Nancy Gallagher is the director at the Center for International and Security Studies at the University of Maryland (CISSM) and a research professor in the University of Maryland School of Public Policy. Her current research includes a book project on Strategic Logics for Arms Control; public opinion surveys about security policy in the United States, Iran and other countries; initiatives to improve cybersecurity decision-making; and cooperative strategies to reduce nuclear risks and enhance space security.

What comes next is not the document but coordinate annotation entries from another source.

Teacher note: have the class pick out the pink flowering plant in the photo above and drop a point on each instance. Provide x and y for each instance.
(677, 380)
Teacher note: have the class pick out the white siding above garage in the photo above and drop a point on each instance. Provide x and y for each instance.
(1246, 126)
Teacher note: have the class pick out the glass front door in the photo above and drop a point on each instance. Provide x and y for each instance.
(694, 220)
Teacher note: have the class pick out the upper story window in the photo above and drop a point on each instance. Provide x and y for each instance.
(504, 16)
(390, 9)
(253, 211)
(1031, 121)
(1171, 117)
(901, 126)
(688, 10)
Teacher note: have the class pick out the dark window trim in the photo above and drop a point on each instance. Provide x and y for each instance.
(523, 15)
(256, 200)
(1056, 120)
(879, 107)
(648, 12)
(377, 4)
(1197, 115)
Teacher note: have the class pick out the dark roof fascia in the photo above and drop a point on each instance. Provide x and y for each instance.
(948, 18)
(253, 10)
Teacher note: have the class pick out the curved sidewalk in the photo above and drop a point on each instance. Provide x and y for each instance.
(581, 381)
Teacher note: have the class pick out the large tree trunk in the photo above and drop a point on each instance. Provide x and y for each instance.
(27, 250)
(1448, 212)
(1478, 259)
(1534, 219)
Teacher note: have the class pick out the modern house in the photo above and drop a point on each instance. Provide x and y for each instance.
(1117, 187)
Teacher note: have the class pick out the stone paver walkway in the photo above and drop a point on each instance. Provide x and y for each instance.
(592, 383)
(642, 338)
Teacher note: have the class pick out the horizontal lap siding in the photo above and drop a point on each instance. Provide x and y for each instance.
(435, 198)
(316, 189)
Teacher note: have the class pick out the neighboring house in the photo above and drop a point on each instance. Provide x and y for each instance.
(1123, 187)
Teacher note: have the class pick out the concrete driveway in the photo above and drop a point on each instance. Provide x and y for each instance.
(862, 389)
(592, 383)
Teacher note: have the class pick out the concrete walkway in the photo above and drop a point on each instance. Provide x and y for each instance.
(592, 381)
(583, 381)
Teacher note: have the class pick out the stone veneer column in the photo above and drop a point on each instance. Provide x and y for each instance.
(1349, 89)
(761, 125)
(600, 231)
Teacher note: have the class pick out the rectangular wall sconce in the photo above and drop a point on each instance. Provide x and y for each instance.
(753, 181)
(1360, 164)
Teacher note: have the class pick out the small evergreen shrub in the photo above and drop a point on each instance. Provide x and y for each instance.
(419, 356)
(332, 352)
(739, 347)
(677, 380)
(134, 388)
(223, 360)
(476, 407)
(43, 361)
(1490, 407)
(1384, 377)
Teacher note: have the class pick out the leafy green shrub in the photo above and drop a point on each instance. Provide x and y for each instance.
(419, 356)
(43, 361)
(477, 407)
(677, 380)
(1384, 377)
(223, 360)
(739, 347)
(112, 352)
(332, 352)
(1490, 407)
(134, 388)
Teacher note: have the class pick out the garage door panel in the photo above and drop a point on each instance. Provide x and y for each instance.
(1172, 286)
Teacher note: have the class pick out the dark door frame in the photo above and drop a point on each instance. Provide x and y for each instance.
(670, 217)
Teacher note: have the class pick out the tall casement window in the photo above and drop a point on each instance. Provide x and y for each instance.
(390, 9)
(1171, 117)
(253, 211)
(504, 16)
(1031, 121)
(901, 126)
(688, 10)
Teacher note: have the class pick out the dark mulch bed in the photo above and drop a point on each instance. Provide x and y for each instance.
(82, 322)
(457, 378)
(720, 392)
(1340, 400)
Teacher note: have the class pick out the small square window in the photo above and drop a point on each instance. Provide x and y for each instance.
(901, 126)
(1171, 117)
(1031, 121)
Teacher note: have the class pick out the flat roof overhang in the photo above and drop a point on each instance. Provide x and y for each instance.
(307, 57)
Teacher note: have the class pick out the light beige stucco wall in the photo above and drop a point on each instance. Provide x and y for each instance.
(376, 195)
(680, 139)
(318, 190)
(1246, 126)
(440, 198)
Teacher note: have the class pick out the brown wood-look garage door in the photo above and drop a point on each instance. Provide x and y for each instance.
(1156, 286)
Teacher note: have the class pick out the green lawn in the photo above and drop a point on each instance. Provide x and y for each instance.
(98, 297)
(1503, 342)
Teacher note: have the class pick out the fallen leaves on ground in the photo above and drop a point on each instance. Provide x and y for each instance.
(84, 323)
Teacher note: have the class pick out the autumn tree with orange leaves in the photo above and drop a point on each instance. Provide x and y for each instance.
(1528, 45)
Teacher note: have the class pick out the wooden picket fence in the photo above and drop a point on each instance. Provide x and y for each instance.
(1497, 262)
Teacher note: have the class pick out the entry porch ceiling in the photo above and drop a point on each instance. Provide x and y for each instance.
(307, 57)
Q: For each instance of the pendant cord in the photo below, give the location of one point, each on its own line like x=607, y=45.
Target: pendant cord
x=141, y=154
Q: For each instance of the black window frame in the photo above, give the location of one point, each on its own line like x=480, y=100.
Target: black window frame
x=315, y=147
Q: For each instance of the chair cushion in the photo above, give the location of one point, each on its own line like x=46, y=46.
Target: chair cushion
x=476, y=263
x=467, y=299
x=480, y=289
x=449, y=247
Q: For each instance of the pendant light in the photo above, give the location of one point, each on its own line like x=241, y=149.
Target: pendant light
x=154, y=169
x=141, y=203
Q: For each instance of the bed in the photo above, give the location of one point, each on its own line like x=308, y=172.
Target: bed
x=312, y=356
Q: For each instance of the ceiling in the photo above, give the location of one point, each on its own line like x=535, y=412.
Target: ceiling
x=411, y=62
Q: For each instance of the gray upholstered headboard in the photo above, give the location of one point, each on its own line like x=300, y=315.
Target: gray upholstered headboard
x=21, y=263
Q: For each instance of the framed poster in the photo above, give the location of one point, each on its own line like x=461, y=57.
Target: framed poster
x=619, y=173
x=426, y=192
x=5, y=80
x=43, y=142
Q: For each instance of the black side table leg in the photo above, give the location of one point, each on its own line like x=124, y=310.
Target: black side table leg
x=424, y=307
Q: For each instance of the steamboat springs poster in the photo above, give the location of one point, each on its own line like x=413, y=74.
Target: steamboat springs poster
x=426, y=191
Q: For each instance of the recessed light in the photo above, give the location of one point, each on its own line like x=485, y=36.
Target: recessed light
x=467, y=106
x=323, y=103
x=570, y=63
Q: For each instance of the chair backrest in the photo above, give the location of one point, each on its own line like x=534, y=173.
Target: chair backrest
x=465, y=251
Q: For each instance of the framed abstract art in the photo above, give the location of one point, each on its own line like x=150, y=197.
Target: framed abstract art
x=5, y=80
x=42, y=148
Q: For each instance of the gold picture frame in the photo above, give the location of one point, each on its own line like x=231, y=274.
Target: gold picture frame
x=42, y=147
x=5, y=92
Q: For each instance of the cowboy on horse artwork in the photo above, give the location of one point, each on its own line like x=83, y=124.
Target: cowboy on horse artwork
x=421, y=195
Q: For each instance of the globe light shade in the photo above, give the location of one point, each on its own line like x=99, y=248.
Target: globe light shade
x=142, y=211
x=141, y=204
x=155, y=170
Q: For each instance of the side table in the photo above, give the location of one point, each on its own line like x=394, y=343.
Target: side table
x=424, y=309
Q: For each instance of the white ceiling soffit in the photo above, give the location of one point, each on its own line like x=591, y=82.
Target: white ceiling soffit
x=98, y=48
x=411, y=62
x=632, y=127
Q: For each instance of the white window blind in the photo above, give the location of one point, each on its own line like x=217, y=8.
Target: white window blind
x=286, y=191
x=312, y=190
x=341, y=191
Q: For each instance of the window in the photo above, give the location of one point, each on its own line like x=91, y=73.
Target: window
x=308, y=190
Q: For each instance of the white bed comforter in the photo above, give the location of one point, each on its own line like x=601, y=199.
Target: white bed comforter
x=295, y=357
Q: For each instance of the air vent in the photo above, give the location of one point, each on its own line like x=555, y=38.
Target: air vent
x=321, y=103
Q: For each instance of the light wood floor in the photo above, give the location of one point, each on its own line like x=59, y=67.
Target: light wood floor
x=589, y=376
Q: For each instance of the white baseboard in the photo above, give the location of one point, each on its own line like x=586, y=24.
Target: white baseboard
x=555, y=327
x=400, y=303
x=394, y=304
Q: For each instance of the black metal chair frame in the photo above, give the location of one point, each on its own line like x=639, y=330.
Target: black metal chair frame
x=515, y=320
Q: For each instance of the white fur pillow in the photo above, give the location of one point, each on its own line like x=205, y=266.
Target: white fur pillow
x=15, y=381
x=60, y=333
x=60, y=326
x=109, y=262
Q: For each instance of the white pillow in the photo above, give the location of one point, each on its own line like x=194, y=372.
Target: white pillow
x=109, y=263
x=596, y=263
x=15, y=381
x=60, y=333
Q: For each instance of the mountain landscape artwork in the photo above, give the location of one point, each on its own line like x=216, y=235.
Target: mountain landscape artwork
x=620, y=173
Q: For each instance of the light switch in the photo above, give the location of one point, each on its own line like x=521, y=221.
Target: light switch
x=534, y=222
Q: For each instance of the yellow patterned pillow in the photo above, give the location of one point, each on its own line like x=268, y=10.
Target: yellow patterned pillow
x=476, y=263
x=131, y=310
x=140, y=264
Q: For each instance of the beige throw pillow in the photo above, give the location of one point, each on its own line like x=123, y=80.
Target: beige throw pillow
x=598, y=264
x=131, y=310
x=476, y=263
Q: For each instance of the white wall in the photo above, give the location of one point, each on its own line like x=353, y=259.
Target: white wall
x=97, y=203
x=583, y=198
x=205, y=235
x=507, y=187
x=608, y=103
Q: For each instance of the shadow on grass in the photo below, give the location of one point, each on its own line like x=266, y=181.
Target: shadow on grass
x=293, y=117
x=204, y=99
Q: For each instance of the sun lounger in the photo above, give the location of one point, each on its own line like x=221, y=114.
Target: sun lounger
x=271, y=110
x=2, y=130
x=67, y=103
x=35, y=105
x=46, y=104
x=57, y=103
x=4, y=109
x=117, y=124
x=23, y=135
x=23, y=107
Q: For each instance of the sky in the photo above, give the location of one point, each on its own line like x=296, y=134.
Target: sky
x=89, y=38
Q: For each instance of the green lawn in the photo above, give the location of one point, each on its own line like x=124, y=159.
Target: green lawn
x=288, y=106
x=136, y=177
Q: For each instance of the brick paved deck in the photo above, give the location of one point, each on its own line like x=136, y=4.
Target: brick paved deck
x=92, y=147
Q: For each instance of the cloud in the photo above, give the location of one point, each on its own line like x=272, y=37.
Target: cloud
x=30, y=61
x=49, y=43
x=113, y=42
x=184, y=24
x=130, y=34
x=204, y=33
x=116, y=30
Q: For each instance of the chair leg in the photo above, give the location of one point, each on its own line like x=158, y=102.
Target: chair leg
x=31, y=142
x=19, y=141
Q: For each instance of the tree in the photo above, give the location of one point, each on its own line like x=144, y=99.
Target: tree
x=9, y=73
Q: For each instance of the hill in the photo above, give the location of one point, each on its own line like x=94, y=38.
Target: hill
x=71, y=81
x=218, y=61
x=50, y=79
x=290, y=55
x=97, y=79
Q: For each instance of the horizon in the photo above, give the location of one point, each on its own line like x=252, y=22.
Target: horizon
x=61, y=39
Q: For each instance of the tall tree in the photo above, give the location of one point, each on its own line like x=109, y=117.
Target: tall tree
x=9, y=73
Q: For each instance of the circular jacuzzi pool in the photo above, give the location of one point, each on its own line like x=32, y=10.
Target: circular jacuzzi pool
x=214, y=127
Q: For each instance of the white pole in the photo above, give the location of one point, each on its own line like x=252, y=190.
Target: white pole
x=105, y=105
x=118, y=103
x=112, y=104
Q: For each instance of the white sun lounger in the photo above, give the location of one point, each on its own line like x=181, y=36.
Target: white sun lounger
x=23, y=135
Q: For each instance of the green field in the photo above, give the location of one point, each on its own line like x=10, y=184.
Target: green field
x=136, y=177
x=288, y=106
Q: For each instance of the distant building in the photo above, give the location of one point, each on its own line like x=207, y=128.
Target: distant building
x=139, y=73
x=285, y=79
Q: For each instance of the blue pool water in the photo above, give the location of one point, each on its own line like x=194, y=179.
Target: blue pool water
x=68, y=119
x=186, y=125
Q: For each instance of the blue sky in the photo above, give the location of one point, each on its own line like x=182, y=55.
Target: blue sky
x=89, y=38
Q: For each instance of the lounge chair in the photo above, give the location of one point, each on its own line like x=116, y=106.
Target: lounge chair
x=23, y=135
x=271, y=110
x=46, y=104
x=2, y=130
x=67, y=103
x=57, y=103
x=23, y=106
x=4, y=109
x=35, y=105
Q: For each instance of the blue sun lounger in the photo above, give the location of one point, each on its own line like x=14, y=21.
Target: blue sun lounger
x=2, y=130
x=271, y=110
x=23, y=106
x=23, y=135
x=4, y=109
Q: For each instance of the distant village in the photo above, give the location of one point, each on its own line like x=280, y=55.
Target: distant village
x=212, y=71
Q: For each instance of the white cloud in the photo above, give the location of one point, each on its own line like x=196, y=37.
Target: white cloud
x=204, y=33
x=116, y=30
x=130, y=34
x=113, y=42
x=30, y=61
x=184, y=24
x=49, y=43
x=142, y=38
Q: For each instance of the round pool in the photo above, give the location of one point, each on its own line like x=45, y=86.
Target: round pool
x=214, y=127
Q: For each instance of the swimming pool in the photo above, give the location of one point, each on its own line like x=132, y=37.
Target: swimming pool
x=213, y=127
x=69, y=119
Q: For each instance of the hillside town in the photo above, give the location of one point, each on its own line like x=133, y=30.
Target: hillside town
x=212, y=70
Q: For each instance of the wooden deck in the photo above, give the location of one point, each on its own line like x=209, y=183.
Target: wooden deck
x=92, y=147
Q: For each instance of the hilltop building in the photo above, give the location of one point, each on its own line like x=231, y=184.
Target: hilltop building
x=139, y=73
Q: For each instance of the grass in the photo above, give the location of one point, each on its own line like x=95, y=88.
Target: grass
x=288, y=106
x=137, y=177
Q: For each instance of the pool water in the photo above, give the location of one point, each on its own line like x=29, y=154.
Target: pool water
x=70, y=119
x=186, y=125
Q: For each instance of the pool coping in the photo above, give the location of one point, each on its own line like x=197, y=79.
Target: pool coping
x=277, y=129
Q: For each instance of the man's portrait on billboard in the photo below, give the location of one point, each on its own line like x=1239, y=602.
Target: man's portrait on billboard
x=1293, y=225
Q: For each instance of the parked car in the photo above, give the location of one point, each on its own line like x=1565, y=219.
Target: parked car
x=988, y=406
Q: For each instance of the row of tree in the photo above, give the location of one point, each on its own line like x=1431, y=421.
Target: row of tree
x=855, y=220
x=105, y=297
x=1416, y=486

Before coming to the University of Maryland, Gallagher was the executive director of the Clinton administration’s Comprehensive Test Ban Treaty Task Force and worked with the special advisor to the President and the secretary of state to build bipartisan support for U.S. ratification. She has been an arms control specialist in the State Department, a Foster Fellow in the Arms Control and Disarmament Agency, and a faculty member at Wesleyan University.
Gallagher is the author of The Politics of Verification (Johns Hopkins University Press, 1999), and the editor of Arms Control: New Approaches to Theory and Policy (Frank Cass, 1998). She has co-authored three monographs: Comprehensive Nuclear Material Accounting: A Proposal to Reduce Global Nuclear Risk(2014); Reconsidering the Rules for Space Security (2008); and Controlling Dangerous Pathogens (2007). She has conducted a series of studies about U.S. and Iranian public opinion on the 2015 nuclear deal, and written numerous policy reports, articles and op eds. She won the University of Maryland’s 2015 Research Communication Impact Award, as well as the Outstanding Invention of 2016 award for her development, with Charles Harry, of a cybersecurity risk analysis framework.